Overall, US consumers are still eating breakfast. They’re just eating differently than in the past. Ready-to-eat cereal, for example, is easily the largest breakfast category in the U.S. at $8.5 billion, but sales are slipping. While breakfast is actually growing across the retail landscape, sales of ready-to-eat cereal have been declining at a combined annual growth rate (CAGR) of 1.5% for the past five years.

But the slump in the cereal aisle doesn’t mean consumers have stopped sitting down to eat. While many are finding themselves too time-starved to stop, sit and eat before starting their days, many are—but they’re craving something else. That “something else” depends on the consumer. For many, seeking quick and easy, the frozen aisle delivers, as sales of frozen waffles, pancakes and French toast—a $1.2 billion category—have jumped 4.5% CAGR over the past five years.

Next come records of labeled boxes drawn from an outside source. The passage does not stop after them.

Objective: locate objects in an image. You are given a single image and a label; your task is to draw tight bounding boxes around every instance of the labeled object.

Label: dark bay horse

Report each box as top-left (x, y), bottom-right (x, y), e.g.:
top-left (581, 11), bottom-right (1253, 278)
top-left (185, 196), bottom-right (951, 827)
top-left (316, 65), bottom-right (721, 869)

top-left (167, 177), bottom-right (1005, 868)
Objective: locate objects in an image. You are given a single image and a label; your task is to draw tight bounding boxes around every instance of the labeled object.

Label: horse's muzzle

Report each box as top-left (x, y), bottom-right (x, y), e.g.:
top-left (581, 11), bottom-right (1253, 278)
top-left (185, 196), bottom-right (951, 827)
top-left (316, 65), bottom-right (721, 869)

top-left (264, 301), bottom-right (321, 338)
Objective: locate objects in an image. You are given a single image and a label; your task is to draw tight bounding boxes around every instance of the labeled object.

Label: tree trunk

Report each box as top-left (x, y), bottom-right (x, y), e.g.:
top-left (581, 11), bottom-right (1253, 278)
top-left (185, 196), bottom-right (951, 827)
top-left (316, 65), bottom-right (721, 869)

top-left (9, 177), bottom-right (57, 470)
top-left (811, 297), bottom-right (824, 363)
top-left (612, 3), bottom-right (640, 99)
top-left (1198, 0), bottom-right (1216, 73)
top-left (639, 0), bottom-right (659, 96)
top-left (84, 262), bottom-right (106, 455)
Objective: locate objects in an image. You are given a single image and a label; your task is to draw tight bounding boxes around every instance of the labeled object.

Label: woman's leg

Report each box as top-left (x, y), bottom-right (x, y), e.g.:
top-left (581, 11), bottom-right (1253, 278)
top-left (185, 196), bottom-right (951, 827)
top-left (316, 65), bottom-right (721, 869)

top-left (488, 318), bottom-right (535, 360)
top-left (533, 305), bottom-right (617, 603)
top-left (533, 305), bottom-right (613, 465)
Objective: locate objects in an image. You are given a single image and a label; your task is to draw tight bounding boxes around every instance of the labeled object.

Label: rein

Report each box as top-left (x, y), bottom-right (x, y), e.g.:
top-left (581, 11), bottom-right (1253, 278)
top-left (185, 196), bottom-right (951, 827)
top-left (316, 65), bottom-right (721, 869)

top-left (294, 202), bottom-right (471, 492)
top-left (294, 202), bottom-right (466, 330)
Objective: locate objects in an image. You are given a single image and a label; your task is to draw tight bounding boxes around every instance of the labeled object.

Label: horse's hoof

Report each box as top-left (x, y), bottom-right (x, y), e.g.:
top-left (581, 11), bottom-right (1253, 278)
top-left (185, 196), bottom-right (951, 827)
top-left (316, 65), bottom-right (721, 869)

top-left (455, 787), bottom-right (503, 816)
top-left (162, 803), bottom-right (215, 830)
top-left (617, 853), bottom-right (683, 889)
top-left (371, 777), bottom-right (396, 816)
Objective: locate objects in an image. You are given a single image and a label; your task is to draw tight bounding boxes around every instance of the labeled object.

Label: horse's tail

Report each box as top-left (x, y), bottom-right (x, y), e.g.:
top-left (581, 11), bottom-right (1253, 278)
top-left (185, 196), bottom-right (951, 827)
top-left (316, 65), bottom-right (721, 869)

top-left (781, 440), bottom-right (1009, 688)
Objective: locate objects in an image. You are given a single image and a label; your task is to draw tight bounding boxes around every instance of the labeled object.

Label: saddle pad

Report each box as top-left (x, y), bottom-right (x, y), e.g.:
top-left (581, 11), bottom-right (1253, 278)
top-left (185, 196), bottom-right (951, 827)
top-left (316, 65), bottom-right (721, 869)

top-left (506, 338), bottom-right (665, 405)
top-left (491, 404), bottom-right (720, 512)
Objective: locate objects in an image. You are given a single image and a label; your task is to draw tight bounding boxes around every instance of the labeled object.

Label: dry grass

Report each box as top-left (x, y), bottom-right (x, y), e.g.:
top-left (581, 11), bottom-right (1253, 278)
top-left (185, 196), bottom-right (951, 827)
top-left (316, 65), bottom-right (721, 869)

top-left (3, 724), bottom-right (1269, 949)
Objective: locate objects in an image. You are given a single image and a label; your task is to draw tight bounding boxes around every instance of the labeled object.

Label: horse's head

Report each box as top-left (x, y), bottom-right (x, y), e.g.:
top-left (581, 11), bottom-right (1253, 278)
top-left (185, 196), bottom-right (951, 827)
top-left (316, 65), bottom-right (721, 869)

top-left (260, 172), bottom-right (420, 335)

Packaged breakfast meals, breakfast sausage and in-store bakery goods are also benefiting from consumers’ desire for convenience around the breakfast table, with CAGR gains of 6.4%, 5.3% and 4.1%, respectively.

The deli breakfast category, however, has experienced the most growth, driven by the strength and popularity of the breakfast sandwich. This $104.7 million category has gained 7.9% CAGR over the past five years.

In addition to living at a quicker pace, consumers are increasingly looking for health and wellness at the start of their days. Consequently, consumers are reaching for alternatives to old standbys like toaster pastries and powdered instant breakfast beverages. The combination of being hungry for something quick and healthy has kick-started a boom for granola and yogurt bar sales. Sales in this growing category now total $2.4 billion, and CAGR has been nearly 4% for the past five years.

And in looking at recent preferences, more consumers are seeking protein in their foods than they were a few years ago. In fact, the percent of the general population with an appetite for protein increased 5 percent between 2009 and 2013, whereas the desire for fiber, vitamins and calcium declined.

Consumers lead busier lives than they once did, which leaves less time for formal meals. Retailers and brands looking to keep up with busy consumers have a few key trends to keep track of. First, they should focus on fresh. Consumers have less time for planning and preparing, but they’re ever-focused on quality, taste and freshness. And when it comes to breakfast, instore baked good sales make up a $3.2 billion segment and have generated a 4.5% CAGR over the past five years.

Second, offer products that taste good and pack a health benefit. Granola and yogurt bars, for example, have seen a five-year CAGR of 3.9%. And when it comes to health, there’s even opportunity in larger categories experiencing lower sales. For example, even though sales of ready-to-eat sales are trending down, sales with the gluten-free, no-GMO and no high-fructose corn syrup sub-segments are all posting double-digit growth rates (22%, almost 67% and 22.2%, respectively).